Re: Cost of handling misaligned access

Liste des GroupesRevenir à c arch 
Sujet : Re: Cost of handling misaligned access
De : cr88192 (at) *nospam* gmail.com (BGB)
Groupes : comp.arch
Date : 21. Feb 2025, 22:47:50
Autres entêtes
Organisation : A noiseless patient Spider
Message-ID : <vpasaa$3itge$1@dont-email.me>
References : 1 2 3 4 5 6 7 8 9 10 11 12 13 14 15 16
User-Agent : Mozilla Thunderbird
On 2/21/2025 1:51 PM, EricP wrote:
BGB wrote:
>
Can note that the latency of carry-select adders is a little weird:
  16/32/64: Latency goes up steadily;
    But, still less than linear;
  128-bit: Only slightly more latency than 64-bit.
>
The best I could find in past testing was seemingly 16-bit chunks for normal adding. Where, 16-bits seemed to be around the break-even between the chained CARRY4's and the Carry-Select (CS being slower below 16 bits).
>
But, for a 64-bit adder, still basically need to give it a clock-cycle to do its thing. Though, not like 32 is particularly fast either; hence part of the whole 2 cycle latency on ALU ops thing. Mostly has to do with ADD/SUB (and CMP, which is based on SUB).
>
>
Admittedly part of why I have such mixed feelings on full compare-and- branch:
  Pro: It can offer a performance advantage (in terms of per-clock);
  Con: Branch is now beholden to the latency of a Subtract.

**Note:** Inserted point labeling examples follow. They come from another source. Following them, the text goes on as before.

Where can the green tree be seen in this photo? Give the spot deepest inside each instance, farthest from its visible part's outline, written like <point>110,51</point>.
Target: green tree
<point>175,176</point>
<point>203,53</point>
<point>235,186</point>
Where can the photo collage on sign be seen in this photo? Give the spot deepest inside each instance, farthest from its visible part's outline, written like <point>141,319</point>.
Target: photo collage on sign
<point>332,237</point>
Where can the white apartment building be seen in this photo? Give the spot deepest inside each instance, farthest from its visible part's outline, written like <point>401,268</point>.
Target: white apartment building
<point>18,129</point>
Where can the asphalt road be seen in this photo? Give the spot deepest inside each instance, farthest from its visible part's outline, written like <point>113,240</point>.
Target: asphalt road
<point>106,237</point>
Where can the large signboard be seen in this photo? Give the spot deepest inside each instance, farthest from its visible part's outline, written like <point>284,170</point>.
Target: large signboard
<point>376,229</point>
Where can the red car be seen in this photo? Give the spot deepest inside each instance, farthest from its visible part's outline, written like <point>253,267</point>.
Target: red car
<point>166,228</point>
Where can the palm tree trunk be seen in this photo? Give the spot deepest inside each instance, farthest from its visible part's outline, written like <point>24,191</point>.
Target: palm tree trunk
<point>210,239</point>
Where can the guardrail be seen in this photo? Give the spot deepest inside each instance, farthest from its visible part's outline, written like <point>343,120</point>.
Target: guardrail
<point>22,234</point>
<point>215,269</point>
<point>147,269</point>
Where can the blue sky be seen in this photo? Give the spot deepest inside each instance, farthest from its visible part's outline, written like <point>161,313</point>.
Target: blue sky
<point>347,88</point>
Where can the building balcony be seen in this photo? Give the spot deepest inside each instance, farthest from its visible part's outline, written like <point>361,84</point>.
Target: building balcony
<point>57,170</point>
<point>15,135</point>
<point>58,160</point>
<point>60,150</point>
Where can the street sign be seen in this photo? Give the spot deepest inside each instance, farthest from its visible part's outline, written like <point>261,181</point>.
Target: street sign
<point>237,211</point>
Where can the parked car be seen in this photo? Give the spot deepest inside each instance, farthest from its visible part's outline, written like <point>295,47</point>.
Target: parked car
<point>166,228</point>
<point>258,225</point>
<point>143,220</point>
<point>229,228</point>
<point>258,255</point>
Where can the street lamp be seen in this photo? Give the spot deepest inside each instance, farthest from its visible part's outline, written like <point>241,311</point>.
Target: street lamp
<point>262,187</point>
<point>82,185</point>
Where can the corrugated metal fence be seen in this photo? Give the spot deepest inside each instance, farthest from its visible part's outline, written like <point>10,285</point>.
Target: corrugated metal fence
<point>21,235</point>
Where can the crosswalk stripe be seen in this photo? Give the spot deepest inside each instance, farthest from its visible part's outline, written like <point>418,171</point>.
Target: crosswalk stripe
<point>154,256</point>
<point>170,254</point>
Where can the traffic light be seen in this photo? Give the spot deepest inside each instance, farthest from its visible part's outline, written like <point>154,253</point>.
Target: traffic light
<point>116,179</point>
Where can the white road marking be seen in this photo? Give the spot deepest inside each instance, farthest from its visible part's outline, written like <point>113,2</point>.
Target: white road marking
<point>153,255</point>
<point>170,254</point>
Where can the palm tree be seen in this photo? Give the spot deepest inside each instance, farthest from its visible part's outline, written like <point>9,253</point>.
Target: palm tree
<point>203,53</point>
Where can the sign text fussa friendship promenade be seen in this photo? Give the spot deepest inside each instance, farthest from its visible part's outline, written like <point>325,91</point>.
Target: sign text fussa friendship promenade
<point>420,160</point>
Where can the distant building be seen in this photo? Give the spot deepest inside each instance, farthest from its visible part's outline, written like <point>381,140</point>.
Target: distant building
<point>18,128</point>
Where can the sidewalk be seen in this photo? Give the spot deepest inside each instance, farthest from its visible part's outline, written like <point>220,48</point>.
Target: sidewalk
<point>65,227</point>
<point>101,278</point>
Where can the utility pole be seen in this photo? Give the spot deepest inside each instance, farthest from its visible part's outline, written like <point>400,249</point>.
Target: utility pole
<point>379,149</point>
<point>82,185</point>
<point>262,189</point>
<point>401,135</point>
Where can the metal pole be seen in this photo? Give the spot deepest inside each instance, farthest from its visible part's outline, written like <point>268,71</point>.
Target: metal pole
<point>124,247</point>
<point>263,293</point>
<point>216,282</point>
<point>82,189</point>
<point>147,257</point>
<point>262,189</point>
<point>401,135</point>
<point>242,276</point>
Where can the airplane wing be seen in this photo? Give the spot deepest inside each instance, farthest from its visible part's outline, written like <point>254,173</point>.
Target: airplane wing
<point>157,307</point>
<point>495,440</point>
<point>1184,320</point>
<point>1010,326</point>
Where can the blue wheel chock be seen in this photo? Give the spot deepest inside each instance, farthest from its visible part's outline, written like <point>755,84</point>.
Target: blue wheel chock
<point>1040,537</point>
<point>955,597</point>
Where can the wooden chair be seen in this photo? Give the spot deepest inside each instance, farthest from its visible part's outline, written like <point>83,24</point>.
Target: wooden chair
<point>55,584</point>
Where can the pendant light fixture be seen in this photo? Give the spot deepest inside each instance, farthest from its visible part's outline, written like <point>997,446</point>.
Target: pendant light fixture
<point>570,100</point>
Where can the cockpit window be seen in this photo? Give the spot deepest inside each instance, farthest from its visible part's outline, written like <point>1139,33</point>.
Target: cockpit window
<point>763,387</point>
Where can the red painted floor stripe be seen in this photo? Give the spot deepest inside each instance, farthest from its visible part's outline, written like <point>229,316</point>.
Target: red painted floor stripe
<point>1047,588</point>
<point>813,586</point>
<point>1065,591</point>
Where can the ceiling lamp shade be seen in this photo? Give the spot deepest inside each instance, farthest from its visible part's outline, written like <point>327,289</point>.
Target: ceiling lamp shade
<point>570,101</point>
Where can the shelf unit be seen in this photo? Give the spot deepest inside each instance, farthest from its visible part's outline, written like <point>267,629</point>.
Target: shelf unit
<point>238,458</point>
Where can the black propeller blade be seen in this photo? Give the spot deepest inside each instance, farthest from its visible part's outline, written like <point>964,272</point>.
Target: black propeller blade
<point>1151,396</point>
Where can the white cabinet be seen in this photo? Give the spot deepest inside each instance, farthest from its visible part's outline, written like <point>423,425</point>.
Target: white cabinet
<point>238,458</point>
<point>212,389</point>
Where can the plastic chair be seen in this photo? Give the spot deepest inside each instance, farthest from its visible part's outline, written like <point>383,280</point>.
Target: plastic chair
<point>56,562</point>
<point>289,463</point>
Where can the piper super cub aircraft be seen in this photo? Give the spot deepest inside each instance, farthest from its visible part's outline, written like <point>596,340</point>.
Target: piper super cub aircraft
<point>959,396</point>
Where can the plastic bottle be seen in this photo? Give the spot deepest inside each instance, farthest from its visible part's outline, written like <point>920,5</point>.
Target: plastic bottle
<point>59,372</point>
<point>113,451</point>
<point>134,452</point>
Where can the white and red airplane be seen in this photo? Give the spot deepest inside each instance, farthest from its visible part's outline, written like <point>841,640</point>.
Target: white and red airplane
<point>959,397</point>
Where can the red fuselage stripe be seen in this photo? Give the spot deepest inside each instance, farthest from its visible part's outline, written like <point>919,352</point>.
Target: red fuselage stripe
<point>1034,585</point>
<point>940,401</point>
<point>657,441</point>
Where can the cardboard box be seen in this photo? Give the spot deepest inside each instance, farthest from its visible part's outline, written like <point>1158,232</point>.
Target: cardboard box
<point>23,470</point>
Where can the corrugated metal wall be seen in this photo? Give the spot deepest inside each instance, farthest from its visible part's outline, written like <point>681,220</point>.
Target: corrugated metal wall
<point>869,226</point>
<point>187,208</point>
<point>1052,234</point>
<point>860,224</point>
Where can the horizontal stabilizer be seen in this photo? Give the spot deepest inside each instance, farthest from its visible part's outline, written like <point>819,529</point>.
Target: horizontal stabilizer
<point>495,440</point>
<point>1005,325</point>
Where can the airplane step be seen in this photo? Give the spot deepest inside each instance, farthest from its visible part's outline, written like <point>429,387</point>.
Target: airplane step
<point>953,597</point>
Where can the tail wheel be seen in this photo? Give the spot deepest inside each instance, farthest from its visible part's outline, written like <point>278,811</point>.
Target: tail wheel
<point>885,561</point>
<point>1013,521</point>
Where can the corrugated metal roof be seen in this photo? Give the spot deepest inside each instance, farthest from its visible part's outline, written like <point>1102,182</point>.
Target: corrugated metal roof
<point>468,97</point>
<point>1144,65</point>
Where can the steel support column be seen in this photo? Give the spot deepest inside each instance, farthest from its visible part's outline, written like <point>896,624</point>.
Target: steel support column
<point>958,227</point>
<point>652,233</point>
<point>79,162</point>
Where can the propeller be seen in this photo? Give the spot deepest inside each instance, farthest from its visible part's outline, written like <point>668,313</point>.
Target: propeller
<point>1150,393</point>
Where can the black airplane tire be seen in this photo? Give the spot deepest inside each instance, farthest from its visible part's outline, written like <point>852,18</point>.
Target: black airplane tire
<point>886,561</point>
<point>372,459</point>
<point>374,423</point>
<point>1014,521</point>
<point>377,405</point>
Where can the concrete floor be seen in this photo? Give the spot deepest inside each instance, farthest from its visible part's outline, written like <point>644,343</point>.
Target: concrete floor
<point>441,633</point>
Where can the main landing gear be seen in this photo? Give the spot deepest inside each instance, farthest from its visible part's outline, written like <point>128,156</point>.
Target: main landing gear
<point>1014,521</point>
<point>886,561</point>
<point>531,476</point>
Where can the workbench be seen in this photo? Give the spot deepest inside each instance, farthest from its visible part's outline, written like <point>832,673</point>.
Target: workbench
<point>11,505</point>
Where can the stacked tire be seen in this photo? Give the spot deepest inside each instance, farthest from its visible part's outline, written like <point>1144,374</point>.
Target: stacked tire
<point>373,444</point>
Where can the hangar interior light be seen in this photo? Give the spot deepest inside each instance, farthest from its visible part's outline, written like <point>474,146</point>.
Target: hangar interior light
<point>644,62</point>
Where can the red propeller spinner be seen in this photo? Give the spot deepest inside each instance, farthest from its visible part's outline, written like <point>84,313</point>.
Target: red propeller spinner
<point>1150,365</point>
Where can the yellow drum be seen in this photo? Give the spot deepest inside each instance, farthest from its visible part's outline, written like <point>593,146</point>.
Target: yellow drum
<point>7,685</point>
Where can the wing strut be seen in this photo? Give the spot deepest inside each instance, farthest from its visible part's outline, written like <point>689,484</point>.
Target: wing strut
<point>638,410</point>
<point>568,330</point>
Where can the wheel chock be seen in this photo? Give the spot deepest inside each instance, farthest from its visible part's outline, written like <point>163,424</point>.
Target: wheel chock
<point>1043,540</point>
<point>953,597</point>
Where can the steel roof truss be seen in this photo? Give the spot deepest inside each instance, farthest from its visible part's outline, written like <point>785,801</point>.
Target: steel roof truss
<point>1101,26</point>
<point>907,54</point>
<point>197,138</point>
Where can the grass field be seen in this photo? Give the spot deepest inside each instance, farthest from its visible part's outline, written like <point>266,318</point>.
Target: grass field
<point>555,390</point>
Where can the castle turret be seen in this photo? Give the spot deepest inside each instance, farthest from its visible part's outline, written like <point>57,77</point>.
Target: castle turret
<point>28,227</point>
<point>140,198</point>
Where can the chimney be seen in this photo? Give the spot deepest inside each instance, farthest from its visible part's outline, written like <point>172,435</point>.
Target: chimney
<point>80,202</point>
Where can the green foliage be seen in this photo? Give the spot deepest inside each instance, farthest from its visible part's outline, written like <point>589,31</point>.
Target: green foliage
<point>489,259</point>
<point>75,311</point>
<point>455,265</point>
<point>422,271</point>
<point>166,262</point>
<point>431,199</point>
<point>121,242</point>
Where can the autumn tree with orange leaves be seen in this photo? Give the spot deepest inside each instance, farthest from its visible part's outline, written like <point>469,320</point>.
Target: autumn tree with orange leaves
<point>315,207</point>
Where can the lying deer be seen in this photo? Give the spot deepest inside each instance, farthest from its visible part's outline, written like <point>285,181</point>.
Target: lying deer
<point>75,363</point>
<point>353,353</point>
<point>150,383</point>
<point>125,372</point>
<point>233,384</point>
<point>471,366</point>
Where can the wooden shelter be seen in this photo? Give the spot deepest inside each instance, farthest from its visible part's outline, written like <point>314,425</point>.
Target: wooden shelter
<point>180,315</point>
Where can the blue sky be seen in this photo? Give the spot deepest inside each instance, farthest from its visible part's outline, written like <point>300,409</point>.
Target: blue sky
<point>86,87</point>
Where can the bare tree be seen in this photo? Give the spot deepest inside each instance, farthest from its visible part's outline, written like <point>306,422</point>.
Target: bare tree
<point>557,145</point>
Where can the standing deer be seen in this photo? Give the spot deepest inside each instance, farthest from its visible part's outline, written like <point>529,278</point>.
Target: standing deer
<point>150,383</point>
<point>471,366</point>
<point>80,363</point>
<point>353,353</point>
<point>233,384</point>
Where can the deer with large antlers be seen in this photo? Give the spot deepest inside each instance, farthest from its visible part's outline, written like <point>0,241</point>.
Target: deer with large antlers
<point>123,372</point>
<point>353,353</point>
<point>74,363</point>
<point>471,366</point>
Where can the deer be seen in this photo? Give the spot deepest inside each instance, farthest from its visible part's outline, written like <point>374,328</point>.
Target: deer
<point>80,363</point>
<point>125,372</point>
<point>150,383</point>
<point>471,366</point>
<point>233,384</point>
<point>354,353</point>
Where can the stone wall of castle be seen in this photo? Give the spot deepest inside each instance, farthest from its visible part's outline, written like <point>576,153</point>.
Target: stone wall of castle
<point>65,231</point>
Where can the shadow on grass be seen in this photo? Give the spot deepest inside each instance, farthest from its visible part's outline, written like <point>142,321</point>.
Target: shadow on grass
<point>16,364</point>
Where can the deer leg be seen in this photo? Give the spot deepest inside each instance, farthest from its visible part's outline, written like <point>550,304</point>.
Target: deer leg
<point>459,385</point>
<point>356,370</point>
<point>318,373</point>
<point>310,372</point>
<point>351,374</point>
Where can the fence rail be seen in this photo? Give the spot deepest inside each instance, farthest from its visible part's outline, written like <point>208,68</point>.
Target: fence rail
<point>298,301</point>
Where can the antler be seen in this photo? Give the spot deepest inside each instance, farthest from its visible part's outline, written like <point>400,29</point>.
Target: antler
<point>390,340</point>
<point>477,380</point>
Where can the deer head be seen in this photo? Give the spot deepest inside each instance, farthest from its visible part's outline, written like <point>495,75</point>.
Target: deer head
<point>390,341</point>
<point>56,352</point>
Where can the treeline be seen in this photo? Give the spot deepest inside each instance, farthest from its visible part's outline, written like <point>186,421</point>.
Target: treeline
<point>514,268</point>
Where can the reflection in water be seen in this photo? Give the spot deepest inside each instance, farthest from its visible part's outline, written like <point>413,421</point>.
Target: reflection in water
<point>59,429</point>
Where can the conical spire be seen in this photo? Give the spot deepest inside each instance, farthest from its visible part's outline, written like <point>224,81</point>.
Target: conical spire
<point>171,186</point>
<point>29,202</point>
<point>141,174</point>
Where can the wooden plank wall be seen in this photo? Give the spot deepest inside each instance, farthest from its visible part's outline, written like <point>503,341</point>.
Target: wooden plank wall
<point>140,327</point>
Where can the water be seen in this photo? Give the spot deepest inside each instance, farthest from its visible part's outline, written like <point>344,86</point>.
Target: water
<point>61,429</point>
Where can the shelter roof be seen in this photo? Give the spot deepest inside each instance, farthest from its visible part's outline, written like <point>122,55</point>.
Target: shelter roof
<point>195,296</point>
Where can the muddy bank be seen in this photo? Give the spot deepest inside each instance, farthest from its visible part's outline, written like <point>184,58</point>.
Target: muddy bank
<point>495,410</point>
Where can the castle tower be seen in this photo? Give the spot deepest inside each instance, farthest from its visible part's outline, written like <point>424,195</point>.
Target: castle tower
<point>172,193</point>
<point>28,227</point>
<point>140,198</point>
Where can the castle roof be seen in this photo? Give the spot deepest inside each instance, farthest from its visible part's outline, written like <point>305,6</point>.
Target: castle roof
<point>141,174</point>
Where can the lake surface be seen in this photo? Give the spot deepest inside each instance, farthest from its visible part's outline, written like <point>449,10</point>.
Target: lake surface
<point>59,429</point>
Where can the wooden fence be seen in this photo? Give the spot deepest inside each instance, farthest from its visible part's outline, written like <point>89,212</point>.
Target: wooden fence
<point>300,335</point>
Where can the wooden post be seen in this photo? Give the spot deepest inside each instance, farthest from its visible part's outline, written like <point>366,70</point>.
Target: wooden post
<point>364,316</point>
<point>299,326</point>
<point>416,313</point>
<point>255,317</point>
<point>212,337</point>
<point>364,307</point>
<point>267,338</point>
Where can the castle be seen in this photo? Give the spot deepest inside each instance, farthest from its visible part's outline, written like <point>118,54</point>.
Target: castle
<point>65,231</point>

 IIRC your cpu clock speed is about 75 MHz (13.3 ns)
and you are saying it takes 2 clocks for a 64-bit ADD.
 
The 75MHz was mostly experimental, mostly I am running at 50MHz because it is easier (a whole lot of corners need to be cut for 75MHz, so often overall performance ended up being worse).
Via the main ALU, which also shares the logic for SUB and CMP and similar...
Generally, I give more or less a full cycle for the ADD to do its thing, with the result presented to the outside world on the second cycle, where it can go through the register forwarding chains and similar.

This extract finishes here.